“Tamar Braxton has been an important part of our network family for more than a decade,” the statement said. “As she focuses on her health and recovery at what is clearly a difficult and personal time, we will work with her representatives to honor her request to end all future work for the network.”
Braxton’s request to end her future working relationship with WEtv comes after police confirmed they responded to a medical emergency July 16 at the downtown Los Angeles high rise that she calls home. She wrote about her career demands on the reality series being “excessive and unfair” in a recent social media post.
The R&B singer posted a lengthy message that she was grateful for her boyfriend David Adefeso who found her “lifeless” in her home. She did not provide details about her hospitalization. A representative for Braxton had no comment on the matter.
Braxton made a splash in pop culture when she and her sisters, including Grammy-winning singer Toni Braxton, launched their reality series “Braxton Family Values” on Wetv in 2011. The series was an instant hit with Tamar Braxton, shining as the show’s breakout fan favorite.
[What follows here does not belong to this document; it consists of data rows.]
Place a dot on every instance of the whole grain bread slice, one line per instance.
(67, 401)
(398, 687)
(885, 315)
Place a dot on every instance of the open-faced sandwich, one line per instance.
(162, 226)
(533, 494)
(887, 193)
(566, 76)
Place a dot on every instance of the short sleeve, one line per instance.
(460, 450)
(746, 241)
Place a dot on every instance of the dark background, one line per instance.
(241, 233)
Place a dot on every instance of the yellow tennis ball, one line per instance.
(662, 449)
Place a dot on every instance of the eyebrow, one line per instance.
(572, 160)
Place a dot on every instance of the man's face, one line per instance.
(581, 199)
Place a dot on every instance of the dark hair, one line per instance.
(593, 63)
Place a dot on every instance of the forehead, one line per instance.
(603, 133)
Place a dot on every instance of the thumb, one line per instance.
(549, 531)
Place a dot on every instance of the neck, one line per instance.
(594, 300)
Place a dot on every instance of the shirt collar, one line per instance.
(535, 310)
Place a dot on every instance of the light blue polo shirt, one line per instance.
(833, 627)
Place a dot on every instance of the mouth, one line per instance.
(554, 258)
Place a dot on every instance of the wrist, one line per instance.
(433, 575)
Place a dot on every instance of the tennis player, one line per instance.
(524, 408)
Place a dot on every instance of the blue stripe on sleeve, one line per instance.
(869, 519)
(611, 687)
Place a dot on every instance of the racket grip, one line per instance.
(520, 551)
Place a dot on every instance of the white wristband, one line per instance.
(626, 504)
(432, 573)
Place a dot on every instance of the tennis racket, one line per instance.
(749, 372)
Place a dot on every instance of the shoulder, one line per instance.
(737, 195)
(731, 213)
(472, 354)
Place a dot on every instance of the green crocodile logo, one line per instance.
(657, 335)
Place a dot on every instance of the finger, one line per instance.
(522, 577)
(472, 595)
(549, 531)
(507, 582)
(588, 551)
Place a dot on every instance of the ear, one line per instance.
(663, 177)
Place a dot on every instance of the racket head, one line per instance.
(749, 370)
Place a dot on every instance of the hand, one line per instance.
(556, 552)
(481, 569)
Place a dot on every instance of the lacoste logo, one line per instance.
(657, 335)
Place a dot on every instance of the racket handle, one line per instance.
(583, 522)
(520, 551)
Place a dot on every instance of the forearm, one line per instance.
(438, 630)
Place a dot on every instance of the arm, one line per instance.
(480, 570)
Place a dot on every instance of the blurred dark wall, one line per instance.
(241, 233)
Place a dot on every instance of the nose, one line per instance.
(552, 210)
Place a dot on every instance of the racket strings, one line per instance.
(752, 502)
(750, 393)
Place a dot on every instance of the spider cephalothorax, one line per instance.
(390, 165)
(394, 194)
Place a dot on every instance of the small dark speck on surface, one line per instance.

The series helped propel her music career. She had the R&B hit “Love & War” soon after and even earned three Grammy nominations for her music, two for the song and one for the album of the same title.
The success led to a WEtv spinoff “Tamar & Vince” with her then husband-manager Vincent Herbert, a music executive who played a role in Lady Gaga’s career. She filed for divorce from Herbert in 2017. From 2013 to 2016, Tamar Braxton was one of the co-hosts of the daytime talk show “The Real,” earning two Daytime Emmy nominations alongside the other hosts for outstanding entertainment talk show host. She competed on “Dancing with the Stars” during her daytime TV stint.
Her 2015 album, “Calling All Lovers,” helped her nab a fourth Grammy nomination, and her last album was 2017’s “Bluebird of Happiness.” Her music has won her a BET Award and three Soul Train Music Awards.
She most recently appeared on VH1’s “To Catch a Beautician,” a series about hairstylists who wrecked their clients’ hair.